All of this is assuming that he has already been through each room of the house, and completed the coin flipping, and followed directions. This is simply the probability of producing all tails (or heads) on 9 or 10 consecutive flips.
Someone far more mathematical than I might have a different method, but this is how I learned to do these.
It gets kind of confusing when you start thinking of later actions. Our natural instinct is that a later action doesn’t effect a previous condition, so the instinctual answer is 50%. The problem is that it isn’t truly a subsequent choice, it is a forced initial condition(becuase it always happens in the universe of the problem).
Don’t think of it as a subsequent choice changing things. reword the problem into the initial conditions(which is hard to get a grasp on).
He is going to flip a coin to determine if he is going to put the clock in, then determine the room, but one of the combinations (clock-yes and room 6) can’t happen. so you are really left with only 19 possible combinations, 10 of which involve the clock not being in the house.
CoyoteFish:
You might wish to check under “posterior probability”, or “Bayes’ Formula”
SouthernStyle
This seems to mean that there is a .5 in 19 chance that the clock was placed in the house but will not be found.
Discovering there is no clock in room 6 most definitely does affect the probability.

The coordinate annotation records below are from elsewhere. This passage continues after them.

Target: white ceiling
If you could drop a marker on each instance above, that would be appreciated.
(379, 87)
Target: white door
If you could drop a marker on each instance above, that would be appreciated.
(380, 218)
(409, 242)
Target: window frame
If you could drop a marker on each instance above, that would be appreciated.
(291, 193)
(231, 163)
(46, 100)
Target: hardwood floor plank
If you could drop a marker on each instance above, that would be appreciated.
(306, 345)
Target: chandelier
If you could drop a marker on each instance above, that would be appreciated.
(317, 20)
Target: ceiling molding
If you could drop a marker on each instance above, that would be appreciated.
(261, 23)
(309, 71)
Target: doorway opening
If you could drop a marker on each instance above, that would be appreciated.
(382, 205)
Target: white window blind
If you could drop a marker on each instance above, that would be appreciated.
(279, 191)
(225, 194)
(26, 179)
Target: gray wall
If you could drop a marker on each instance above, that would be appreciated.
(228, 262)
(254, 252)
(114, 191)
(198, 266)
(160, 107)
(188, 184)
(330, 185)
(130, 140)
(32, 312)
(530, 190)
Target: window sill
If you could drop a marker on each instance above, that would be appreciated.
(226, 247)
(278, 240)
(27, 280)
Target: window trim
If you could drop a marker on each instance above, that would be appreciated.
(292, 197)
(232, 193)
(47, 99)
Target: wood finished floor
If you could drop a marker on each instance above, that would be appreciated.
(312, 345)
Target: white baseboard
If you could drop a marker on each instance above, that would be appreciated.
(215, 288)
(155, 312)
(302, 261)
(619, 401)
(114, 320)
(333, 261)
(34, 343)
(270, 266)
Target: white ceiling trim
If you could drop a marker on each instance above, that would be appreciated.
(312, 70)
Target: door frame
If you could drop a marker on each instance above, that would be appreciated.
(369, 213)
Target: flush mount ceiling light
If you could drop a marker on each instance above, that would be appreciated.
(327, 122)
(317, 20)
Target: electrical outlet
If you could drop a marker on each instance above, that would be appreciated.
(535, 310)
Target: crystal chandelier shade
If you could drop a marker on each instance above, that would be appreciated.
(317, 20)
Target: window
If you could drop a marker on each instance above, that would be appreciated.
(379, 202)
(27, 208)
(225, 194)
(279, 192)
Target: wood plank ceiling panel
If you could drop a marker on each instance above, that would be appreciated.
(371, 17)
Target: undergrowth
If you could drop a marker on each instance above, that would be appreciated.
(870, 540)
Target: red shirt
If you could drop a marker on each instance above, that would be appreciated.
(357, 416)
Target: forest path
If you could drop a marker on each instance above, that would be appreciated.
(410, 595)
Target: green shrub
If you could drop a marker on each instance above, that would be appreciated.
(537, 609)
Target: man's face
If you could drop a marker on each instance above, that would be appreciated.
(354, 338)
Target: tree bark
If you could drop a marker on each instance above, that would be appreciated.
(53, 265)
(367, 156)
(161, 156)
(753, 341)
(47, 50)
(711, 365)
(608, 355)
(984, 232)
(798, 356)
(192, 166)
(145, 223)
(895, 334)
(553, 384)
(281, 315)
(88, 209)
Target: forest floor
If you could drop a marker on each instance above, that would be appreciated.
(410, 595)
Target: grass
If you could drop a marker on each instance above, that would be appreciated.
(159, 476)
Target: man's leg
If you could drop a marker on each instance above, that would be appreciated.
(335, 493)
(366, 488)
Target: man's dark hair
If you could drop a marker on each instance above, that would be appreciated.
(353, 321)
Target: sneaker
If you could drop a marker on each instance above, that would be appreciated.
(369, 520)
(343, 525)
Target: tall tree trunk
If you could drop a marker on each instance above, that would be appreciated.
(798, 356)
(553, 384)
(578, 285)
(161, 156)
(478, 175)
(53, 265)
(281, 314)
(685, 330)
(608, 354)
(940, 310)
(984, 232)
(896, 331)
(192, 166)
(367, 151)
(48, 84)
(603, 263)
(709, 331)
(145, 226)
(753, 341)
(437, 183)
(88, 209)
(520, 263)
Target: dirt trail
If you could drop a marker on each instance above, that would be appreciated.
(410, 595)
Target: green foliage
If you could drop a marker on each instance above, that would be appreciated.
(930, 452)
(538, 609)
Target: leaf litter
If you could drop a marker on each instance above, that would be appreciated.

Suppose you don’t stop at checking just one room, you check 8 or 9 rooms and still don’t find the clock? Wouldn’t you now be inclined to think that maybe there isn’t a clock at all?
Anyway, the correct answer is 10/19, as has been said before.
Are you guys sure about this? Would I just make myself look like an ass if I continue to argue it?
Wolfman makes a pretty convincing case (and is most likely correct), but I still can’t help but see it as 50:50. The coin is tossed. The outcome determines if it is in the house at all. If the house had only two rooms, and if you know that one room doesn’t have the clock, it seems that it still is a fifty/fifty chance that there may be a clock in the other room. Similarly, if there were three rooms, and one room is opened and no clock is found, the chance that the clock is in one of the other two rooms is not affected by the discovery that it isn’t in the first room. If this is carried on up to 10 rooms, or even more, it still seems as if the chances of the clock being in the house at all are still fifty/fifty.
My theory relies on the assumption (which very well may be incorrect) that the only information gained by not finding a clock in room 6 is that there isn’t a clock in room 6, and is not indicative of the clock being in the house at all.
Please help me.
I think SouthernStyle tripped up on semantics. I’m sure what was meant was, “There was originally a 50-50 chance that the clock was NOT placed in the house.” The rest of the analysis, and the final conclusion: “However there is now a 10 in 19 chance that the clock will not now be found in the house.” look correct to me.
Seems to me that the “1 in 2” crowd is getting confused by one of the issues that dogs the Monty Hall problem, namely, that each additional bit of information affects the probability. For those of you who think the answer is 1 in 2, riddle me this: Suppose the OP was:
Now what is the answer? Is it one in two?
And another thing: Why isn’t this in General Questions?